Well pepperfritz you have had your skills finely honed under the hands of your mother and father. What ever natural abilities you had I'll bet they were brought on enormously by having to live such a childhood. Having seen others have counseling and myself also, I am starting to realize how these lies we tell originate. We are not born liars but of course with the mental ability to learn most skills. Children who suffer trauma emotional or otherwise learn to distance themselves and 'read the room'. It becomes second nature and unlearning the way we act is hard. I believe as a mother I am responsible for the mental health of my children and that troubles me as I know I have grown up with them really and given them some false behavior models. I told lies as a teenager to hide the unknown and uncertainty of my upbringing. It took me many years to understand. We all tell lies but the problem is some are better than others at hiding it and knowing what they can get away with. I am rubbish. I get nervy and it shows. In learning to be honest with myself I realize too it is better not to lie but to know who you can tell truth to and who you can't.

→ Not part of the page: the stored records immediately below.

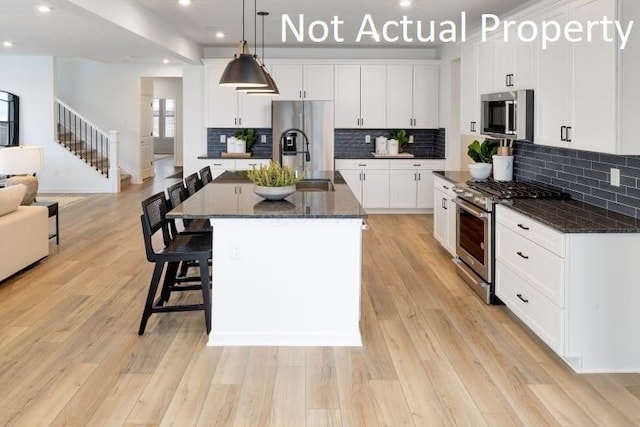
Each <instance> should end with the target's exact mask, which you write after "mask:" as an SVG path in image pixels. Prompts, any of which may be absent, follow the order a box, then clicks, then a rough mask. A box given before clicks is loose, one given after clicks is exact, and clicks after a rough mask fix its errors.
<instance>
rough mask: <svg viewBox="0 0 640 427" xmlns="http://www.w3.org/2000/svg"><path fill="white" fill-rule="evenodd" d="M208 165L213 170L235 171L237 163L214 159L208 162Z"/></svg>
mask: <svg viewBox="0 0 640 427" xmlns="http://www.w3.org/2000/svg"><path fill="white" fill-rule="evenodd" d="M207 163H208V164H209V165H210V166H211V169H222V170H234V169H235V168H236V161H235V160H233V159H214V160H208V161H207Z"/></svg>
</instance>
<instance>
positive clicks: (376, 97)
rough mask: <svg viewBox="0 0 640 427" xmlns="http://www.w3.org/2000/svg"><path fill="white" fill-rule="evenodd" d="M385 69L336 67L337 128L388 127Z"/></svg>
mask: <svg viewBox="0 0 640 427" xmlns="http://www.w3.org/2000/svg"><path fill="white" fill-rule="evenodd" d="M386 82H387V69H386V66H385V65H336V66H335V92H334V94H335V96H334V101H335V104H334V108H335V121H334V125H335V127H336V128H385V127H386V103H387V93H386V90H385V88H386Z"/></svg>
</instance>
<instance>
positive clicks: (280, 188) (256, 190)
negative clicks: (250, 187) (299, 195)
mask: <svg viewBox="0 0 640 427" xmlns="http://www.w3.org/2000/svg"><path fill="white" fill-rule="evenodd" d="M253 192H254V193H256V194H257V195H258V196H260V197H263V198H265V199H267V200H282V199H284V198H285V197H288V196H290V195H292V194H293V193H295V192H296V186H295V185H287V186H285V187H263V186H262V185H254V186H253Z"/></svg>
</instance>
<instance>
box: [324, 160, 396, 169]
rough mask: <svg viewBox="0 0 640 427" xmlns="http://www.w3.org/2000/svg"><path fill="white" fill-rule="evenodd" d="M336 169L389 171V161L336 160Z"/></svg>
mask: <svg viewBox="0 0 640 427" xmlns="http://www.w3.org/2000/svg"><path fill="white" fill-rule="evenodd" d="M336 169H337V170H340V169H381V170H388V169H389V160H377V159H376V160H371V159H336Z"/></svg>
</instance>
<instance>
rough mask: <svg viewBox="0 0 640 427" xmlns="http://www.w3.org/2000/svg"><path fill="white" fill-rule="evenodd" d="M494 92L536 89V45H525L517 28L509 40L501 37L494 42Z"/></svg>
mask: <svg viewBox="0 0 640 427" xmlns="http://www.w3.org/2000/svg"><path fill="white" fill-rule="evenodd" d="M493 46H494V50H493V91H494V92H504V91H512V90H520V89H533V88H534V87H535V43H534V42H531V43H525V42H523V41H521V40H520V39H519V37H518V34H517V30H516V28H515V27H511V28H510V31H509V39H508V40H506V41H505V40H504V38H503V37H499V38H497V39H495V40H494V42H493Z"/></svg>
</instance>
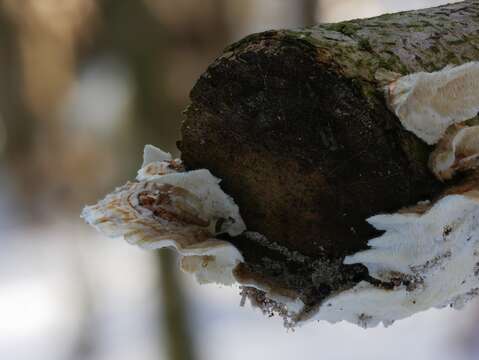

There are narcissists at work in this world who can read the situation and make a innocuous comment which in truth pushes their victim to act in a way they want without the victim even knowing. The beauty is the victim will think the origin of the desire to act came from themselves and not the narcissist. Many of us are living a lie with manipulators like this...our children husbands friends. I think we all have the ability to spot lies but we repress it from an early age we have to if we are to fit in and live the lie. The wierdos are often the ones who stick out who tell the truth as they see it and no one particularly wants to hear. Religions are made up of lies. Parents bring their children up in these beliefs which because they are written in a holy book are unquestionable. I was wondering the other day isn't the idea of a all seeing all knowing God like having a narcissist watching over you. I wonder at those young men who flew the planes into skyscrapers who was the one who lied to them who corrupted their own truth so that they would be blind enough to do such a thing. I do all I can to ensure my belief system is based upon truthfulness to myself. I am interested in learning how to spot a lie .....one day it may save my life.